Ein Großteil der Akten der Staatsanwaltschaft Berlin gelangte Mitte der 1950er (Acc. 399) und Anfang der 1990er Jahre (Acc. 4005) des zwanzigsten Jahrhunderts in das Landesarchiv Berlin. Im Sommer 2001 übergab das Brandenburgische Landeshauptarchiv im Rahmen eines Beständeaustausches die dort unter der Repositur Pr.Br.Rep. 12 B geführte Überlieferung der Staatsanwaltschaften bei den Landgerichten I - III.
Der Hauptbestand enthält die Generalakten und Registerbände der Behörde und hat kriegsbedingte Lücken. Die Straf- und Ermittlungsakten befinden sich in den Teilbeständen A Rep. 358-01 Generalstaatsanwaltschaft beim Landgericht Berlin 1919 - 1933 (ehemalige Acc. 399) und A Rep. 358-02 Generalstaatsanwaltschaft beim Landgericht Berlin 1933 - 1945 (ehemalige Acc. 4005).

Im Bestand A Rep 358-02 ‚Generalstaatsanwaltschaft beim Landgericht Berlin' sind die nicht durch Kriegseinwirkung vernichteten Unterlagen einer Justizbehörde vollständig in ein Archiv übernommen worden. Damit verwahrt das Landesarchiv Berlin einen der größten Justizbestände aus der NS-Zeit in Deutschland. Er enthält sowohl Ermittlungs- als auch Hauptverfahren, außerdem sind 1850 Registerbände der verschiedenen Geschäftsstellen der Staatsanwaltschaft überliefert, die im Hauptbestand A Rep. 358 verwahrt werden.

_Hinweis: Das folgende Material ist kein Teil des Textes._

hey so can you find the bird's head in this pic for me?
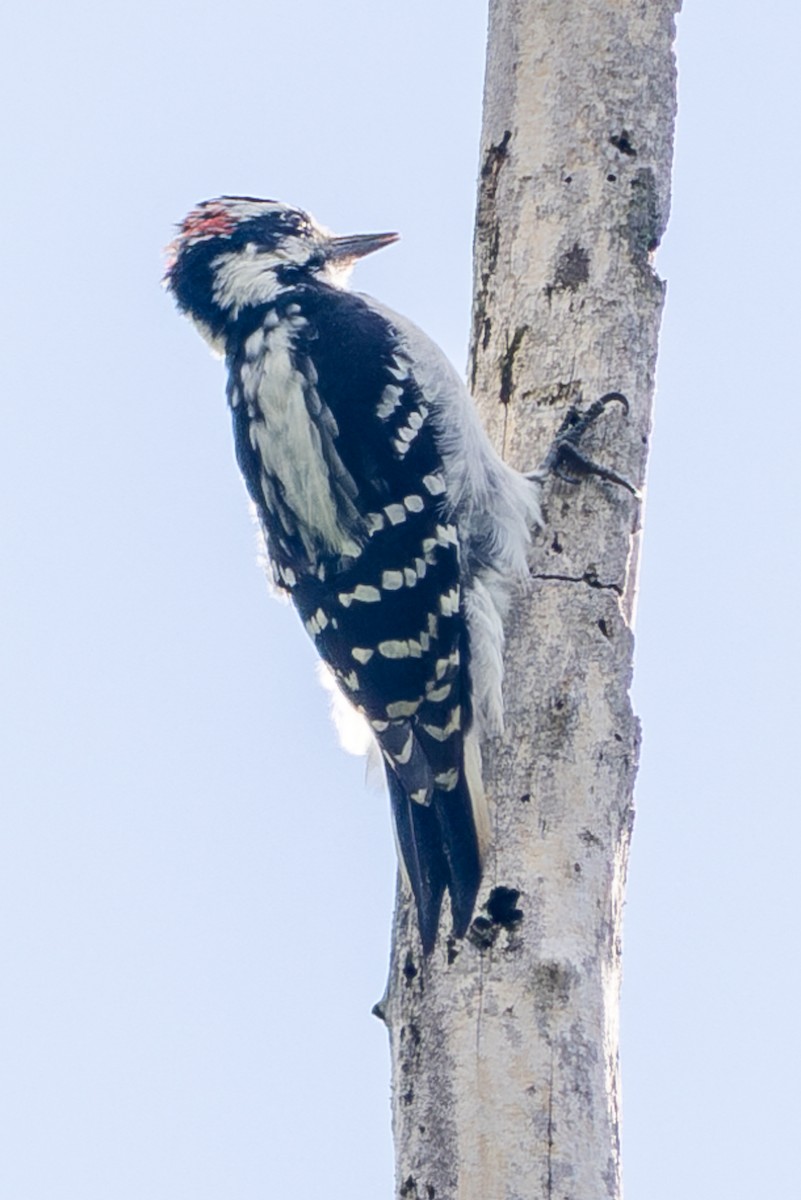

Das Landgericht Berlin war das größte Gericht seiner Art im Deutschen Reich. Berlins Rolle als Reichshauptstadt, Verwaltungsmetropole, als wirtschaftliches Zentrum und sozialer Brennpunkt spiegelt sich in den staatsanwaltlichen Akten des, die in ihrer Vielschichtigkeit die ganze Bandbreite justizieller Tätigkeit in der NS-Zeit abdecken. Der Umfang der einzelnen
Akte reicht von einem dünnen Umschlag mit Anklageschrift oder Urteil bis zu ganzen Serien mit bisweilen zwanzig Aktenbänden mit mehreren 100 Blatt für einen einzigen Prozess, in dem ganze Gruppen von Angeklagten erscheinen. Die Akten der Generalstaatsanwaltschaft beim Landgericht enthalten in den Untersuchungsberichten, in Vernehmungsprotokollen und den Schriftsätzen der Verteidiger einzigartige Angaben über die soziale Realität der NS-Zeit, wie das in vergleichbarer Dichte und Detailtreue keine andere Aktenüberlieferung bieten kann. Aus Urteilen, Strafbemessung und anderen Aspekte der Rechtspraxis lässt sich - zusätzlich zu verfügbaren Überlieferungen der Gefängnisse, Zuchthäuser, Heilanstalten, Konzentrationslager und Vernichtungslager - erkennen, in welchem Ansatz die Justiz den Terror mitgestaltete, indem sie mitwirkte politische "Feinde" zu definieren und sie zu bekämpfen bis hin zur Vernichtung.
Die besondere Bedeutung dieser Akten liegt aber nicht allein darin, dass sie in bemerkenswerter Dichte Aufschluss geben über Amtshandlungen des Polizei- und Justizapparats.
Jede Fallakte dokumentiert menschliche Schicksale von den berüchtigten Bereichen der Verfolgung bis hin zu Details des Alltags im Nationalsozialismus: die Kriegssituation, das Leben in der Großstadt, die Zeit in der Fremde. Sie bezeugen Teile von Lebensläufen, die im "Dritten Reich" ihr Ende fanden, ohne andernorts schriftliche Spuren zu hinterlassen. Diese
Überlieferung ist ein Denkmal für Tausende von Opfern, und sie ist es besonders wegen des großen Anteils von unspektakulären, alltäglichen, scheinbar bedeutungslosen Einzelfällen. Manche Akten enthalten singuläre Privatfotos und -dokumente, die bewegen.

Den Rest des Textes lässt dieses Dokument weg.